A great feature of Palmetto is its good plant vigor, which would make this a very suitable home garden variety for those desiring highly flavorful berries. The plants have an open, spreading bush habit and narrow crowns. Since they bloom in early March in south Georgia, they will benefit from frost protection. 


Fruit are medium-sized with medium dark blue color. Palmetto has acceptable berry scar and berry firmness, although the scar can become wet and berries will soften if they hang too long on the plant after ripening.


Yields typically substantially exceed the Georgiagem variety.
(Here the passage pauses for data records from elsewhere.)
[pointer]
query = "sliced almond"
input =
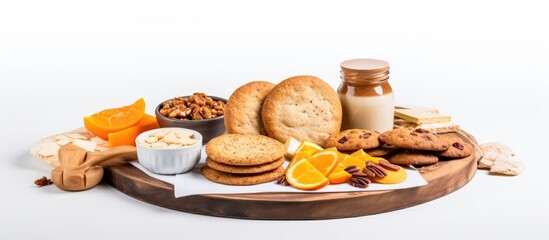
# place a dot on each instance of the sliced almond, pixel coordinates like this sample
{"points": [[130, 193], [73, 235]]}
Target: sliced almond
{"points": [[151, 140], [170, 138], [85, 144], [74, 135], [62, 142], [159, 145], [159, 135], [48, 149], [184, 134]]}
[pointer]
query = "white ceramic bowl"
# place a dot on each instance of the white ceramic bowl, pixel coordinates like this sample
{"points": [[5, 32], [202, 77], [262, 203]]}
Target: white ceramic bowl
{"points": [[169, 160]]}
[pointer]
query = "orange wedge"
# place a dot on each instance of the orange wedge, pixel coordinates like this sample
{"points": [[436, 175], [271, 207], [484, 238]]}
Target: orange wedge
{"points": [[339, 175], [325, 161], [305, 149], [127, 136], [115, 119], [303, 175], [360, 154]]}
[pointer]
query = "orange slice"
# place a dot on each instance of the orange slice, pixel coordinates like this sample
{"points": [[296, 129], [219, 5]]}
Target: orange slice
{"points": [[305, 149], [325, 161], [128, 135], [115, 119], [339, 175], [303, 175]]}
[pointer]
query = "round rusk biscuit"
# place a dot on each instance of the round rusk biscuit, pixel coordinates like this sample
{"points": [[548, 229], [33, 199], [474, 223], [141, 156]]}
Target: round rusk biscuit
{"points": [[302, 107], [415, 158], [244, 149], [243, 109], [353, 139], [458, 148], [244, 169], [415, 139], [241, 179]]}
In its original south Georgia trials, Palmetto ripened more than 75% of its fruit during the first two weeks of May on average over a five-year period.


Propagation is easily accomplished from softwood cuttings. Chill hour requirements are similar to that of other early season Southern highbush varieties (such as Star and Neal) in the range of 350 to 450 hours. Plants are self-fertile to a degree but, to provide optimum pollination, should be planted with other Southern highbush blueberry cultivars with a similar time of bloom such as Suziblue. Commercial production of Palmetto may be limited to production scenarios where fruit flavor is desired and harvests are made frequently.


Developed by D. Scott NeSmith of the University of Georgia, Palmetto is a hybrid containing mostly V. corymbosum and a small amount of V. darrowi.  It is a joint 2003 release by the University of Georgia College of Agricultural and Environmental Sciences, the University of Georgia Agricultural Experiment Station and the U.S. Department of Agriculture/Agricultural Research Service. This protected blueberry variety can be sold only by individuals licensed by the University of Georgia Research Foundation (UGARF) and Georgia Seed Development (GSD). USPP 16,756.


D. Scott NeSmith

D. Scott NeSmith

Dr. D. Scott NeSmith’s blueberry research program at the University of Georgia emphasizes new variety development as well as cultural management of blueberries for the southeastern United States.

Since taking over the UGA blueberry breeding program in 1998, Dr. NeSmith has released and patented 10 new commercial blueberry varieties and two ornamental blueberry varieties. His breeding program is now considered one of the most active low- to-mid chill blueberry programs in the world.  He joined UGA in 1990.

Dr. NeSmith has expanded UGA’s program globally through collaborative projects throughout the U.S. and many other countries including South Africa, Argentina, Chile, Uruguay, Japan, Europe, Morocco, Australia, New Zealand, South Korea, Peru, and Mexico. Much of his cultural management research has been with growth regulators in blueberries.  He also conducts experiments on plant establishment, pollination, and post-harvest quality.

Dr. NeSmith is a member of the American Society for Horticultural Sciences (ASHS) and the International Society for Horticultural Sciences.  He is a past President of the Southern Region ASHS and has served as an Associate Editor for the ASHS journal, HortScience. 

Dr. NeSmith has received the D.W. Brooks Excellence in Research Award from UGA and in 2011 was selected as a Fellow of the American Society for Horticultural Sciences.  He has published more than 250 research papers, including more than 97 in refereed journals, and has received two awards for outstanding publications.

He graduated from the University of Georgia with B.S. and M.S. degrees. He obtained his Ph.D. from Michigan State University.